Magnums of champagne, watches, boxes for weekends… The list of gifts that the just new interim Minister of Health has received from Urgo laboratories is long. And embarrassing. According to Mediapart, Agnès Firmin Le Bodo received gifts worth an estimated 20,000 euros as a pharmacist.

The minister, who rose in rank after the resignation of Aurélien Rousseau for disagreement over the immigration law, “is targeted by a judicial investigation opened in June 2023 for having received gifts, without declaring them”, writes the online information site .

Six pharmacists received a bonus of more than 12,000 euros

Thursday evening, the public prosecutor of Le Havre Bruno Dieudonné confirmed that an investigation was opened “on the grounds of “unauthorized perception by a health professional of advantages provided by a person producing or marketing health products”, in the continuation of the case which resulted in the conviction of Urgo laboratories in January 2023 by the Dijon criminal court”.

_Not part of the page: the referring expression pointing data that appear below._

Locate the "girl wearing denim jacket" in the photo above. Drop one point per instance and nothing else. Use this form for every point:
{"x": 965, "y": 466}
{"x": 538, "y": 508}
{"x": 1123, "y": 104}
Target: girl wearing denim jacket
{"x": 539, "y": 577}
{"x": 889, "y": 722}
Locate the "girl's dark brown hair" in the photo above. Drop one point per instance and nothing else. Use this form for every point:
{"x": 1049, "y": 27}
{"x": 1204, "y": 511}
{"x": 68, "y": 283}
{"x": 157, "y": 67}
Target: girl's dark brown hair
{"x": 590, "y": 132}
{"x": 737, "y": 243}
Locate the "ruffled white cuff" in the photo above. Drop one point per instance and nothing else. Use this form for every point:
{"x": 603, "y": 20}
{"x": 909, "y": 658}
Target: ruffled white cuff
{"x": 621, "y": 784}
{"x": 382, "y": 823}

“The secrecy of the investigation prohibits me from communicating further, in particular on the identity of the pharmacists targeted by this investigation. Over a period from the end of 2015 to the end of 2020, six of them received bonuses for a total amount greater than 12,000 euros,” added the magistrate. Asked by AFP, the minister’s entourage indicated that she “will respond[it] only to the competent authorities.

More than twenty gift deliveries

Pharmacist by profession, Agnès Firmin Le Bodo, who runs a pharmacy in Le Havre (Seine-Maritime), “is suspected of having had luxury products delivered to her on 21 occasions, from 2015 to 2020 – watches, bottles of wine and magnums of champagne, boxes for weekends…”, according to Mediapart. “Urgo thus sought to retain pharmacists and increase their commercial margins,” continues Mediapart.

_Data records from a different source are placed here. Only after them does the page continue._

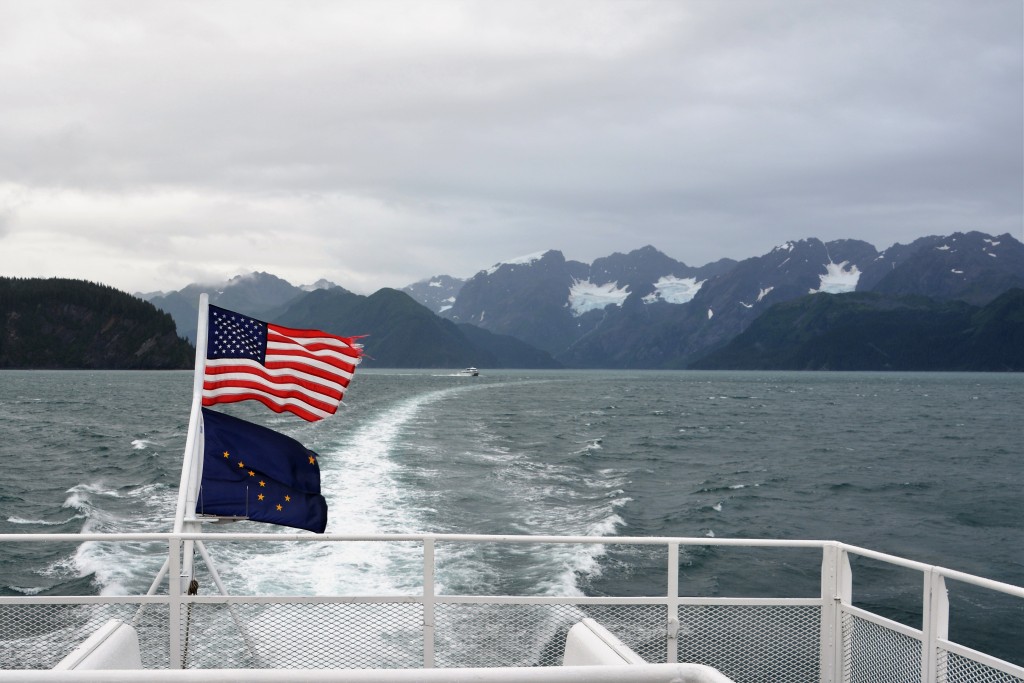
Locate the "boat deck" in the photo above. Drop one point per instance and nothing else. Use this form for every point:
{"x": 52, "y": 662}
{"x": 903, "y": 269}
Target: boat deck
{"x": 824, "y": 637}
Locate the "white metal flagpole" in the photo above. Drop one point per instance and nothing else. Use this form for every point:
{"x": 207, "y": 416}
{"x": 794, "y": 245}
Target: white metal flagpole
{"x": 192, "y": 463}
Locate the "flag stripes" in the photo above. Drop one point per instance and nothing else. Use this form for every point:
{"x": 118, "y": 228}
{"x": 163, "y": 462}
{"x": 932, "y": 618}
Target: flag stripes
{"x": 304, "y": 372}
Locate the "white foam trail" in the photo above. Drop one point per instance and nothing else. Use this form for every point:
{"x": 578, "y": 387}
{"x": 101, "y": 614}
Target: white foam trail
{"x": 357, "y": 480}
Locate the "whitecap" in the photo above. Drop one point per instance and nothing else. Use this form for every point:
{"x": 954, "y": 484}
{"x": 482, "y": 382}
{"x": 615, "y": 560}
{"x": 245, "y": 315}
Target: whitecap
{"x": 43, "y": 522}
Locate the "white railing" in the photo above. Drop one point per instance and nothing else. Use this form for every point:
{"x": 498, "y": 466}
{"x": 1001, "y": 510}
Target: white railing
{"x": 823, "y": 637}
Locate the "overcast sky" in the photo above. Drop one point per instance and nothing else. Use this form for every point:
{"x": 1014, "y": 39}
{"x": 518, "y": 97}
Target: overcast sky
{"x": 152, "y": 144}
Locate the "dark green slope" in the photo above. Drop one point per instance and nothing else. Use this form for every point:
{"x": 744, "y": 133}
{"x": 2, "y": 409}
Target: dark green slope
{"x": 868, "y": 331}
{"x": 71, "y": 324}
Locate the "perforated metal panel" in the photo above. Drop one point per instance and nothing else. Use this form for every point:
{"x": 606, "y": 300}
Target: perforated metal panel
{"x": 303, "y": 635}
{"x": 955, "y": 669}
{"x": 38, "y": 636}
{"x": 775, "y": 643}
{"x": 872, "y": 653}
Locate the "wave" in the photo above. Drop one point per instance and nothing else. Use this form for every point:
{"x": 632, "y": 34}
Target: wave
{"x": 43, "y": 522}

In January 2023, Urgo laboratories were fined 1,125,000 euros, including 625,000 suspended, for offering gifts to pharmacists, in return for giving up commercial discounts. According to Mediapart, “a second part of the affair” has begun, with justice looking into all the pharmacists who received gifts.

In Normandy, the General Directorate for Competition, Consumer Affairs and Fraud Control (DGCCRF) is dealing with around forty files. “The lightest cases (less than 1,000 euros of bonus) are classified. While the other files give rise to the opening of a preliminary investigation, in June 2023,” explains the newspaper, according to which the minister is “among the largest alleged beneficiaries.”